California Prison Inmates End Hunger Strike After Lawmakers Vow Hearings
SACRAMENTO (CBS/AP) — California inmates on Thursday ended a nearly two-month hunger strike to protest policies that can keep some gang leaders isolated for decades, after lawmakers agreed to hold hearings on complaints about the treatment.
More than 30,000 inmates had been refusing meals when the strike began in early July. By this week the number had dwindled to 100, including 40 who had been on strike continuously since July 8.
The strike ended after two Democratic state legislators promised to hold hearings this fall on inmates’ complaints that gang leaders are held in isolation units for long periods. Three of the four strike leaders have been kept that way for more than 20 years and the fourth for more than a decade.
Advocates for the inmates said in a statement that the strikers met with other prisoners and decided to end their fast because of the pending hearings and “the growing international condemnation of California’s practice of solitary confinement.”
A federal judge had given authorities permission to force-feed inmates if necessary to save their lives, but officials did not have to resort to that measure. Even hard-core strikers had been accepting vitamins and electrolyte drinks during their fast.
It did not appear that any inmates suffered serious health problems such as kidney or eye damage that can result from starvation, said Joyce Hayhoe, a spokeswoman for the federal court-appointed official who oversees prison medical care.
The focus now will be on easing inmates back to solid food, she said.
“We are pleased this dangerous strike has been called off before any inmates became seriously ill,” Corrections Secretary Jeffrey Beard said in a statement.
He said the department will continue to carry out changes it began two years ago in its policies over sending inmates to isolation units designed to discipline inmates who commit crimes in prison or keep gang leaders from easily communicating with their followers.
The changes include more limits on which inmates are sent to the units at Pelican Bay, where the strike began, and at other prisons.

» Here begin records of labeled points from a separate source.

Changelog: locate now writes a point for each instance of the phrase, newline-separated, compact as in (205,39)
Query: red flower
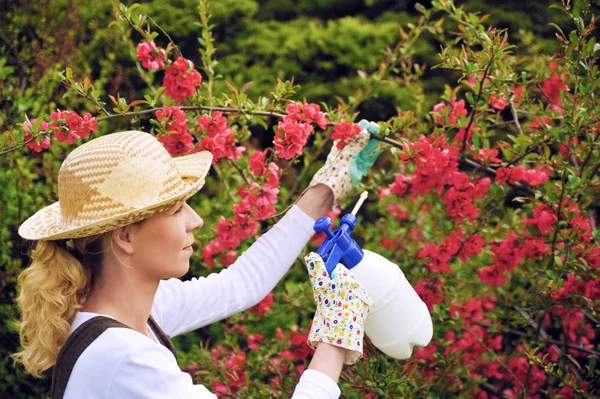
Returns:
(71,126)
(344,131)
(457,108)
(219,139)
(400,185)
(544,218)
(291,137)
(551,89)
(174,119)
(254,340)
(487,155)
(181,79)
(41,142)
(492,276)
(497,102)
(313,113)
(150,56)
(257,163)
(178,143)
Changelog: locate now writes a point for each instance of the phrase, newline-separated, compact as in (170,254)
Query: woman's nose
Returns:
(194,220)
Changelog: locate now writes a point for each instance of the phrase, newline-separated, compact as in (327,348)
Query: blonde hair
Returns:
(52,289)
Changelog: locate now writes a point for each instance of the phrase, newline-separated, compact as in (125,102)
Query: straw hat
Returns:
(115,180)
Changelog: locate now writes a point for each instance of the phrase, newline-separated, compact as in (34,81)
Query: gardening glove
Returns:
(344,168)
(342,308)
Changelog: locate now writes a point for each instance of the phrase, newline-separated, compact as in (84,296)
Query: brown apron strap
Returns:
(81,338)
(77,342)
(164,339)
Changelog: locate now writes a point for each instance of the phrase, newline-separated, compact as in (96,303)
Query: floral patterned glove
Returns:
(345,167)
(342,307)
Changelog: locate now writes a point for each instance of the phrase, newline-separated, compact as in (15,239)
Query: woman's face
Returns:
(163,243)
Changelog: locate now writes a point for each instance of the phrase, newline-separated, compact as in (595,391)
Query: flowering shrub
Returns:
(484,200)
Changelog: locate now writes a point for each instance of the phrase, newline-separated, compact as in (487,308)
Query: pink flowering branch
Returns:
(195,108)
(547,340)
(17,146)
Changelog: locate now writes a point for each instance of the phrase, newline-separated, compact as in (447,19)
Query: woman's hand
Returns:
(342,307)
(345,167)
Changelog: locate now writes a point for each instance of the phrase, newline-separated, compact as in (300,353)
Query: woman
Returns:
(112,245)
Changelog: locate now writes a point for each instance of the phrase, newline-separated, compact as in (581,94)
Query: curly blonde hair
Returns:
(52,289)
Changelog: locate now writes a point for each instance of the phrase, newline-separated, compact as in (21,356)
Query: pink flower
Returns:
(219,139)
(497,102)
(492,276)
(174,119)
(344,131)
(400,185)
(254,340)
(257,163)
(70,126)
(178,143)
(456,109)
(487,155)
(313,112)
(291,137)
(552,87)
(544,218)
(150,56)
(41,142)
(181,79)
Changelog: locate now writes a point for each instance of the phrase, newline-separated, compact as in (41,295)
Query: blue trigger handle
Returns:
(338,246)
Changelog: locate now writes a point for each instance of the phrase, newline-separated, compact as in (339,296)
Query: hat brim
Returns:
(48,223)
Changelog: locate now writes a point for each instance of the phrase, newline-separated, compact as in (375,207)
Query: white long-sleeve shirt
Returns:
(123,363)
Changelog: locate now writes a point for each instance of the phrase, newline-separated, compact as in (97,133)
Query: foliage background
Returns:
(321,44)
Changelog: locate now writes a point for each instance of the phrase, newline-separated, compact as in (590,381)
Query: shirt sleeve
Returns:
(149,374)
(180,307)
(315,385)
(152,375)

The policies also make it easier for inmates also can work their way out of the isolation units.
Jules Lobel, an attorney representing 10 striking inmates in a federal lawsuit over the isolation units, did not immediately return a telephone message.

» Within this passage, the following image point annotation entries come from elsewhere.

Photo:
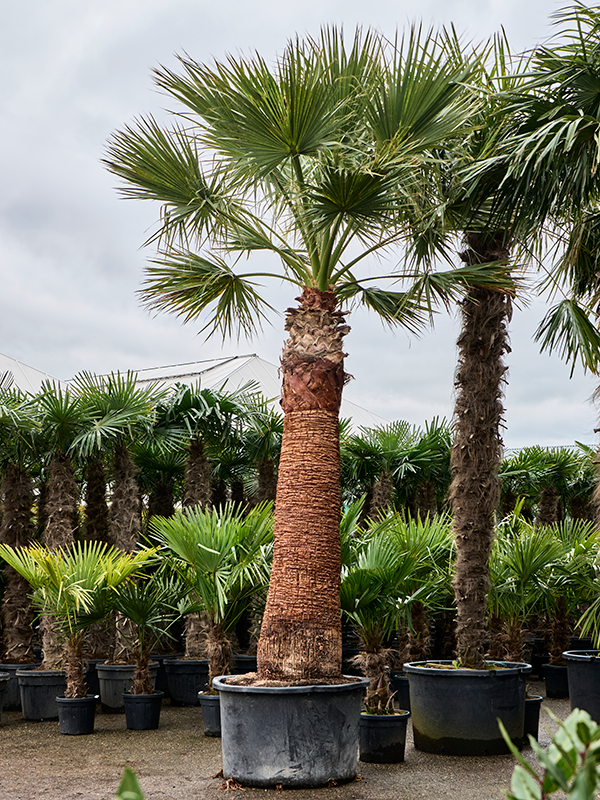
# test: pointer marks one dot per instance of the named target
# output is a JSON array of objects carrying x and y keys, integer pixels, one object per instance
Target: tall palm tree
[
  {"x": 552, "y": 178},
  {"x": 319, "y": 159},
  {"x": 18, "y": 426}
]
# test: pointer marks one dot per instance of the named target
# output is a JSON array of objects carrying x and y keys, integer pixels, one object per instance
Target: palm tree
[
  {"x": 320, "y": 160},
  {"x": 72, "y": 585},
  {"x": 219, "y": 556},
  {"x": 18, "y": 426}
]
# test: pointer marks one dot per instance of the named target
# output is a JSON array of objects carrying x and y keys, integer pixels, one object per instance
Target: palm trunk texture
[
  {"x": 301, "y": 635},
  {"x": 17, "y": 530},
  {"x": 475, "y": 457}
]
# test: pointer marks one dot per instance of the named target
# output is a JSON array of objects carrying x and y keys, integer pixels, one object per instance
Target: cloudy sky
[{"x": 74, "y": 72}]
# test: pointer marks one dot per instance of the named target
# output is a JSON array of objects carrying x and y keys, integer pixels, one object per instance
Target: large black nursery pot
[
  {"x": 293, "y": 736},
  {"x": 39, "y": 690},
  {"x": 185, "y": 678},
  {"x": 583, "y": 673},
  {"x": 211, "y": 713},
  {"x": 382, "y": 738},
  {"x": 115, "y": 680},
  {"x": 76, "y": 715},
  {"x": 4, "y": 679},
  {"x": 142, "y": 711},
  {"x": 456, "y": 711}
]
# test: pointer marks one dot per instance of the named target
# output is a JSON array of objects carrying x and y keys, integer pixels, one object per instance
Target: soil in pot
[
  {"x": 76, "y": 715},
  {"x": 296, "y": 736},
  {"x": 142, "y": 711},
  {"x": 382, "y": 738},
  {"x": 39, "y": 690},
  {"x": 211, "y": 713},
  {"x": 456, "y": 711}
]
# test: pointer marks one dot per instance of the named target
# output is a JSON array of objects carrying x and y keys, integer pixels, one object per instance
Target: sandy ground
[{"x": 177, "y": 762}]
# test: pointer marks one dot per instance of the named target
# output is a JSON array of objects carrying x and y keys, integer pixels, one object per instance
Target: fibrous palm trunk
[
  {"x": 17, "y": 530},
  {"x": 126, "y": 505},
  {"x": 548, "y": 507},
  {"x": 96, "y": 508},
  {"x": 476, "y": 454},
  {"x": 381, "y": 496},
  {"x": 197, "y": 476},
  {"x": 62, "y": 522},
  {"x": 301, "y": 635},
  {"x": 125, "y": 528}
]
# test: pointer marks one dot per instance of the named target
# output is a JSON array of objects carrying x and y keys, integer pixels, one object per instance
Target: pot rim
[
  {"x": 221, "y": 684},
  {"x": 590, "y": 654},
  {"x": 508, "y": 668},
  {"x": 81, "y": 700}
]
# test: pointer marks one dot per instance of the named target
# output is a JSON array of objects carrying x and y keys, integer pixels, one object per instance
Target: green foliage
[
  {"x": 129, "y": 788},
  {"x": 571, "y": 764},
  {"x": 220, "y": 556}
]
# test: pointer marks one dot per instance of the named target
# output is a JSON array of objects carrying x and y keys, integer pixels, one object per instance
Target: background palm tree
[
  {"x": 318, "y": 160},
  {"x": 18, "y": 427}
]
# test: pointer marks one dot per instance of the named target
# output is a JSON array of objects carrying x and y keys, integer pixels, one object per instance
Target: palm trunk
[
  {"x": 96, "y": 507},
  {"x": 301, "y": 635},
  {"x": 381, "y": 496},
  {"x": 267, "y": 481},
  {"x": 197, "y": 476},
  {"x": 17, "y": 530},
  {"x": 475, "y": 457},
  {"x": 548, "y": 507},
  {"x": 126, "y": 506},
  {"x": 62, "y": 523}
]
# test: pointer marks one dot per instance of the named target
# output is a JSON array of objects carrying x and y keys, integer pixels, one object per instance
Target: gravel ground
[{"x": 177, "y": 762}]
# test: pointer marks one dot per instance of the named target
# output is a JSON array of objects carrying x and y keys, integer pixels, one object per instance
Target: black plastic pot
[
  {"x": 400, "y": 685},
  {"x": 161, "y": 676},
  {"x": 290, "y": 735},
  {"x": 211, "y": 713},
  {"x": 4, "y": 679},
  {"x": 142, "y": 711},
  {"x": 532, "y": 717},
  {"x": 557, "y": 683},
  {"x": 185, "y": 678},
  {"x": 243, "y": 663},
  {"x": 12, "y": 695},
  {"x": 115, "y": 680},
  {"x": 381, "y": 739},
  {"x": 583, "y": 671},
  {"x": 39, "y": 690},
  {"x": 455, "y": 711},
  {"x": 76, "y": 715},
  {"x": 91, "y": 675}
]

Supporters and advocates for the inmates planned a rally later in the day at a California state building in downtown Oakland.
“I’m relieved to see an honorable end to the hunger strike without getting to the point where people were dying,” Assemblyman Tom Ammiano, D-San Francisco, said in a statement.
He said he was gratified that the hearings he plans with Sen. Loni Hancock, D-Berkeley, helped prompt an end to the strike. Lawmakers’ real work begins now as they prepare for hearings “that I hope can bring an end to the disgraceful conditions that triggered the hunger strike,” he said.
Hancock said in a statement the “issues raised by the hunger strike are real—concerns about the use and conditions of solitary confinement in California’s prisons—and can no longer be ignored.”
About 3,600 inmates are housed in the isolation units because of crimes they committed in prison or their designation as leaders of prison gangs.
The four organizers of the hunger strike all are serving life sentences for murder, have committed a string of assaults while incarcerated, and lead rival prison gangs, officials have said.